La concentration des fermes progresse d’année en année dans les régions agricoles du Québec. Dans mon village, il y avait 18 fermes familiales quand j’y suis arrivé il y a 50 ans : il en reste deux dont les propriétaires résident dans la municipalité. Récemment, des agriculteurs du Lac-Saint-Jean, ainsi que l’intégrateur porcin bien connu Lucien Breton ont sonné l’alarme.
Les quotas
On défend avec raison la gestion de l’offre, qui est un excellent moyen pour contrer la concurrence déloyale des produits étrangers. Mais la façon dont sont gérés les quotas de production par les fédérations de producteurs de l’UPA est l’une des principales causes de la disparition des petites fermes.

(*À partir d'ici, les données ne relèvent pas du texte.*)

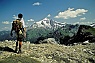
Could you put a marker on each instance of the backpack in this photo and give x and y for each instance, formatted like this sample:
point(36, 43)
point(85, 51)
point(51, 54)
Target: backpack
point(17, 25)
point(18, 28)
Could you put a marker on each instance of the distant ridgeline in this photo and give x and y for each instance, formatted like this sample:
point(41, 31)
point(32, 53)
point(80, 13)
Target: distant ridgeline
point(67, 34)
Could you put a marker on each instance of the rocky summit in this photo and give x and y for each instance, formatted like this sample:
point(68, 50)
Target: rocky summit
point(47, 53)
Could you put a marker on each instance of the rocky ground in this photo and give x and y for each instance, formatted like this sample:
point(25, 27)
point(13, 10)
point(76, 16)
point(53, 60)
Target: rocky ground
point(47, 53)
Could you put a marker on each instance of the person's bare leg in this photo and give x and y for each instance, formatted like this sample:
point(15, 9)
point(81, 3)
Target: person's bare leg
point(16, 46)
point(20, 45)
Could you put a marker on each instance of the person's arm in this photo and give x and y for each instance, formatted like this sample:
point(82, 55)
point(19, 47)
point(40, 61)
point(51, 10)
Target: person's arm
point(11, 32)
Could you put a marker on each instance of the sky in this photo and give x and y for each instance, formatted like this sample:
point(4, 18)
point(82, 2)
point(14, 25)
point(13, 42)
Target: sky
point(69, 11)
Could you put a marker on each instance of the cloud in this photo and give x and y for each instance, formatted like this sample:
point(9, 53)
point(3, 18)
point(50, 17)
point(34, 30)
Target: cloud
point(83, 23)
point(30, 20)
point(81, 19)
point(6, 22)
point(48, 15)
point(71, 13)
point(36, 4)
point(15, 17)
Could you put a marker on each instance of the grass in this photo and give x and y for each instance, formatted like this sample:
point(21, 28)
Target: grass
point(19, 59)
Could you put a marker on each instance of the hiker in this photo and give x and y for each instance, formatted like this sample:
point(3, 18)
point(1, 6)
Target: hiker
point(18, 26)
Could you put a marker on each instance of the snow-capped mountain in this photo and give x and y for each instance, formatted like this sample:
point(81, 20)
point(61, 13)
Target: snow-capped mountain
point(47, 23)
point(92, 25)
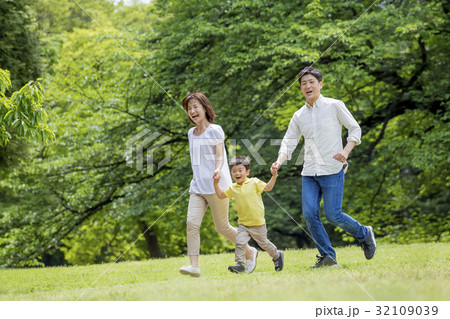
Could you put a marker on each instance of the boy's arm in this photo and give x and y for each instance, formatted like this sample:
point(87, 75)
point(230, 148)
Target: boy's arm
point(219, 192)
point(271, 183)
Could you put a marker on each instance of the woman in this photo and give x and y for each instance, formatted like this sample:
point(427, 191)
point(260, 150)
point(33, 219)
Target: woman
point(207, 150)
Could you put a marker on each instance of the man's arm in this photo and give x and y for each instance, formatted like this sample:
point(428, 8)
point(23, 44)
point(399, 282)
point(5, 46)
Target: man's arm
point(289, 143)
point(342, 156)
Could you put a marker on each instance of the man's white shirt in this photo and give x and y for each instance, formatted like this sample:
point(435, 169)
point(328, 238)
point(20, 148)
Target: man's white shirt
point(321, 127)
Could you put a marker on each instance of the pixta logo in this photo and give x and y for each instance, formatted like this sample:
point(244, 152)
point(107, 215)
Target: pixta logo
point(146, 142)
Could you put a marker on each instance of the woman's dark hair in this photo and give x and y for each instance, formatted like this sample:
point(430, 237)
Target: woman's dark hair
point(308, 70)
point(238, 160)
point(203, 100)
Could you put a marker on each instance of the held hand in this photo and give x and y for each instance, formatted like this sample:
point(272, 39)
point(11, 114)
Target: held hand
point(216, 176)
point(342, 156)
point(274, 168)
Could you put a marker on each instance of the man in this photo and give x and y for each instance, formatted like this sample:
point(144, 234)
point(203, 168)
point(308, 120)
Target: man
point(320, 122)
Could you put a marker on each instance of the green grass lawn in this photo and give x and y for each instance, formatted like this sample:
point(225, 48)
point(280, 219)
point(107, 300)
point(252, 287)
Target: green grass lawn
point(398, 272)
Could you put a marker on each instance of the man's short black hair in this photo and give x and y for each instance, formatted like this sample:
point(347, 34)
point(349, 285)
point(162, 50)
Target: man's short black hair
point(238, 160)
point(308, 70)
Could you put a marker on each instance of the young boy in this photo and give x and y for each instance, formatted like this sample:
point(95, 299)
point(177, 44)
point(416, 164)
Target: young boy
point(250, 208)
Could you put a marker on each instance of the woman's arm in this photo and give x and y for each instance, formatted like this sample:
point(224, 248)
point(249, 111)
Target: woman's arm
point(219, 192)
point(271, 183)
point(219, 152)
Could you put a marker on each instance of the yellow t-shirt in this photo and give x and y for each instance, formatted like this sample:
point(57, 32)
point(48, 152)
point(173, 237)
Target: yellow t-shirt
point(248, 201)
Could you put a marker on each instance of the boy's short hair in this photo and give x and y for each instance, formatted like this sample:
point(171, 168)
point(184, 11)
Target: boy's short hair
point(308, 70)
point(238, 160)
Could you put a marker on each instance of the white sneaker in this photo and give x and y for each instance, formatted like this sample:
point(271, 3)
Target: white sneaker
point(250, 264)
point(191, 271)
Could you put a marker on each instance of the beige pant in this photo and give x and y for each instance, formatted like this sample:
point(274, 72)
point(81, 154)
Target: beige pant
point(259, 234)
point(198, 203)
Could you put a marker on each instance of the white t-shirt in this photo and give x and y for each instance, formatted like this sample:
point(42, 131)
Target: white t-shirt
point(203, 160)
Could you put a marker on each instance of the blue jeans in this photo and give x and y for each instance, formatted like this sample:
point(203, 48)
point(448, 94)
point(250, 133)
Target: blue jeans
point(331, 188)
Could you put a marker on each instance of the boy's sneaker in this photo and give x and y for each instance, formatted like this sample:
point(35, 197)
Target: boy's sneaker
point(238, 268)
point(191, 271)
point(369, 245)
point(323, 261)
point(279, 262)
point(250, 264)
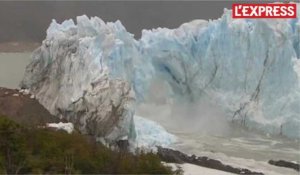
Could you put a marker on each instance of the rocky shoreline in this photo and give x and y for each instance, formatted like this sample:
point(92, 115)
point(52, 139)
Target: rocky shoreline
point(174, 156)
point(286, 164)
point(21, 107)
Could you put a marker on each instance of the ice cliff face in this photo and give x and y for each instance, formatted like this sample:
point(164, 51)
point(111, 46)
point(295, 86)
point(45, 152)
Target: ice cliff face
point(245, 66)
point(92, 73)
point(83, 73)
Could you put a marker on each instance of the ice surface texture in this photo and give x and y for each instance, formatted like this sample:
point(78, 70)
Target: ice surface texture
point(92, 73)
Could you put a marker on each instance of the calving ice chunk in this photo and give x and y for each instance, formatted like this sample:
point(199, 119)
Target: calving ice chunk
point(68, 127)
point(93, 73)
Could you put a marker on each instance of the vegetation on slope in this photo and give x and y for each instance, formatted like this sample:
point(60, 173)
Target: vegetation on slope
point(44, 151)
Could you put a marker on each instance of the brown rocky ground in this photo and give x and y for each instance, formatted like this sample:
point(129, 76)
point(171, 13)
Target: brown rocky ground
point(23, 108)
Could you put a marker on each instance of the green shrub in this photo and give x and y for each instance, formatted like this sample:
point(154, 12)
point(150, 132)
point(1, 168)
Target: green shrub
point(40, 151)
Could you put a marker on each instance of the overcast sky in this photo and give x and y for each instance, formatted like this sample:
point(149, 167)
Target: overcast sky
point(28, 20)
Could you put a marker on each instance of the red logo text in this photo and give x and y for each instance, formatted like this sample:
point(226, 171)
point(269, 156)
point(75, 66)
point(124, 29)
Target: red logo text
point(264, 11)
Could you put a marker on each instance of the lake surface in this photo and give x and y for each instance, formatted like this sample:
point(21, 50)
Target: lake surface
point(12, 67)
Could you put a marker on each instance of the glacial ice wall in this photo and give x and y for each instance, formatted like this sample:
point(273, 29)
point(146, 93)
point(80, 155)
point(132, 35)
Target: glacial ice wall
point(248, 67)
point(83, 73)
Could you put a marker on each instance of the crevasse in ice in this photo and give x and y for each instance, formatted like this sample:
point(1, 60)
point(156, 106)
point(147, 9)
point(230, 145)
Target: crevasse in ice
point(249, 67)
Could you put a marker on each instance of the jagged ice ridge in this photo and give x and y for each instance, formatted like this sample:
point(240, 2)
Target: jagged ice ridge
point(93, 73)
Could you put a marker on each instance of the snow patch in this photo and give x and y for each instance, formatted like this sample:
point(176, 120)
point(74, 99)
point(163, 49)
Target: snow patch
point(68, 127)
point(150, 134)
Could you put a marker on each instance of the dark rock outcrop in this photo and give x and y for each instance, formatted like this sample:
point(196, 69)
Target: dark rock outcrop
point(283, 163)
point(174, 156)
point(23, 108)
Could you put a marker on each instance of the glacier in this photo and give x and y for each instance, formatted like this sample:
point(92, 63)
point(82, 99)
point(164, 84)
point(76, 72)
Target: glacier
point(94, 74)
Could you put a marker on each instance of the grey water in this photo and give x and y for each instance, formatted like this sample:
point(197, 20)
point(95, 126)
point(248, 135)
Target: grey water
point(12, 67)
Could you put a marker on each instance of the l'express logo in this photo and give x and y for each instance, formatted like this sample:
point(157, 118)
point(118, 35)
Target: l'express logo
point(264, 10)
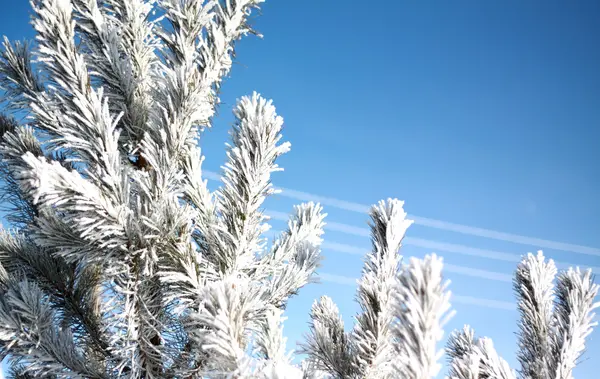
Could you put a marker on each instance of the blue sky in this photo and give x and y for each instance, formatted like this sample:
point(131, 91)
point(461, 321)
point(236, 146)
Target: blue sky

Les quotas de production dans le lait, les œufs et la volaille sont vendus au plus offrant. Avec le temps, seuls les plus gros peuvent en acheter, et finissent par former un club fermé, une sorte de monopole.
Dans les poules pondeuses, il ne reste qu’une cinquantaine de fermes, et la valeur du quota pour un élevage de 100 000 pondeuses est de 25 millions $. Dans le poulet, il ne reste que 150 fermes. Dans le lait, le même phénomène est en train de se produire, avec des fermes de 500 à 2000 vaches. Dans le porc, qui n’est pas sous gestion de l’offre, les grosses coopératives agricoles comme Olymel ont mis plus de 80 % des éleveurs de porcs sous contrat d’intégration, de sorte qu’il ne reste plus, selon Lucien Breton, qu’environ 200 producteurs qui sont propriétaires de leur troupeau. La valeur de tous les quotas au Québec est estimée à plus de 10 milliards $.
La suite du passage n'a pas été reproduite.